Sektörde kaynak sorunu var sanıyorum.
- Evet uzun vadeli kaynak bulma sorunu var. Türkiye’deki olumsuz ekonomik koşullar, siyasi istikrarsızlık, bizi de diğer şirketler gibi etkiliyor.
PELİN LOKMANHEKİM
DIŞ Leasing Genel Müdürü Pelin Lokmanhekim, 1963 Ankara doğumlu. Boğaziçi Üniversitesi İşletme Fakültesi Mezunu. İş hayatına, 1987 yılında Enka Pazarlama'da pazarlama yetkilisi olarak başladı. Bir yıl sonra Vakıf Leasing'e pazarlama yetkilisi olarak geçti. 1992-1997 yılları arasında Rant Leasing'de Genel Müdür Yardımcısı olarak görev yaptı. Mayıs 1997'de ise Dış Ticaret Finansal Kiralama'ya (Dış Leasing) Genel Müdür oldu.
Sektörü kadınlar tanıttı
Kadın yöneticilerin finans sektöründe yoğunlaşmasını neye bağlıyorsunuz?

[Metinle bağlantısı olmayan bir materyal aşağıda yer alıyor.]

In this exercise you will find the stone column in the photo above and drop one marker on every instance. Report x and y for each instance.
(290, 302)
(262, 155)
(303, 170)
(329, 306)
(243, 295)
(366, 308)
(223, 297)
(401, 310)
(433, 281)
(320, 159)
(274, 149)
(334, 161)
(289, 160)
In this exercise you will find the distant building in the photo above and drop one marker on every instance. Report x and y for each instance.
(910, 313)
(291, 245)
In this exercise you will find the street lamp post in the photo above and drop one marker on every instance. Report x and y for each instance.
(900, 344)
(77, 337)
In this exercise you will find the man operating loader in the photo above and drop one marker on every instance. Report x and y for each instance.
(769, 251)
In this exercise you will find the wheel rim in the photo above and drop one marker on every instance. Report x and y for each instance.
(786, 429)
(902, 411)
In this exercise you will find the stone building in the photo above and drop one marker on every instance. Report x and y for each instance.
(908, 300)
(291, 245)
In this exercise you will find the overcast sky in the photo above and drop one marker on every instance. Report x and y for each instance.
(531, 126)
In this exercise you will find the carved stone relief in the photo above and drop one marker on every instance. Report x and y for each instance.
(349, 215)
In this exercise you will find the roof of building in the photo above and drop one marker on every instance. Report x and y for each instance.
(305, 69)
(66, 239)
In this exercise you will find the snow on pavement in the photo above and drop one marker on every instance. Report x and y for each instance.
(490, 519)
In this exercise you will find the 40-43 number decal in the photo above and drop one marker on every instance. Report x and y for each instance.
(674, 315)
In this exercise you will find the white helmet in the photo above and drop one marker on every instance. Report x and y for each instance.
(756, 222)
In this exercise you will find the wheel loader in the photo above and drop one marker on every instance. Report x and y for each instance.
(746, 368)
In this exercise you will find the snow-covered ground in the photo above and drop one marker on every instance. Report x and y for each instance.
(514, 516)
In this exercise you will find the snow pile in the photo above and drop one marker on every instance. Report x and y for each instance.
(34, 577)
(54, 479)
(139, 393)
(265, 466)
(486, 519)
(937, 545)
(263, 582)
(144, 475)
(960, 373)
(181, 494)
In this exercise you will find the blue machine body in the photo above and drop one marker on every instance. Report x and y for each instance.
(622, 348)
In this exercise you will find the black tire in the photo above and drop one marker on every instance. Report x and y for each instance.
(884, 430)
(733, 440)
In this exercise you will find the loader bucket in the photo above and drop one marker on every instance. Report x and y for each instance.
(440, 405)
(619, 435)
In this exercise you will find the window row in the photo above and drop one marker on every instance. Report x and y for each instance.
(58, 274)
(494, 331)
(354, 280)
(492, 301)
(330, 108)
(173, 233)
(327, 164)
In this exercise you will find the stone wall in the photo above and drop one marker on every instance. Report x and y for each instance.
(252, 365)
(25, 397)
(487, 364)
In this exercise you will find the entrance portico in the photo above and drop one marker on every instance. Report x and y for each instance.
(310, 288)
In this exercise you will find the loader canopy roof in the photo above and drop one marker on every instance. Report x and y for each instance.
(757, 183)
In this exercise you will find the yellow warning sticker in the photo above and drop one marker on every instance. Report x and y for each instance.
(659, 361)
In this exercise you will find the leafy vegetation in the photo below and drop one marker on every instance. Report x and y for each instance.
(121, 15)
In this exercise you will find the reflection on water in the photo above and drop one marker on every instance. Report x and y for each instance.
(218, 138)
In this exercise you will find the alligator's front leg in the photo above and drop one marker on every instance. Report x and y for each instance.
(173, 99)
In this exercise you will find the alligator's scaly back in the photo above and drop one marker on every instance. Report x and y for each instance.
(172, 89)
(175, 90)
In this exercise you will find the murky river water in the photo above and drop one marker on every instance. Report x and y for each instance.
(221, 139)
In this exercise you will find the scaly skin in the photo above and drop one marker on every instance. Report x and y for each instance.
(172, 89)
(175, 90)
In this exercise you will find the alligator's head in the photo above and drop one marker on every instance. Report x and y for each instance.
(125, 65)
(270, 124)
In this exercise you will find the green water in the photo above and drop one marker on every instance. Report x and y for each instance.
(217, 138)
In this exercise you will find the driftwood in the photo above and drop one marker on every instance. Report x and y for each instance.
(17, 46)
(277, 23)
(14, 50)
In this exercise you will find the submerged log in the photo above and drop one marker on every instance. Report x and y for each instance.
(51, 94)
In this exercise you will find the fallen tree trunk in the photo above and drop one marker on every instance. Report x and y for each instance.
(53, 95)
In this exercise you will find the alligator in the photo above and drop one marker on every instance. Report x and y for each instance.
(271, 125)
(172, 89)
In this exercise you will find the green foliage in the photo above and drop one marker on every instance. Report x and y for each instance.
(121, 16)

- Hiçbir zaman kadın-erkek ayrımını hissetmedim. Belki finans sektörünün özelliği bu. Üretim ve sanayiye göre insan kaynağı olarak daha ileride. Bir de leasing, factoring gibi sektörler Türkiye için yeni. Kadınlar riski göze alıp bu sektöre girdi ve daha kolay ilerledi. Şirkete ilk girdiğim yıllarda, önce müşterilerimize leasingin ne olduğunu anlatıyorduk. Ama artık leasing tanınıyor ve bunu da bir ölçüde kadınlar üstlendi.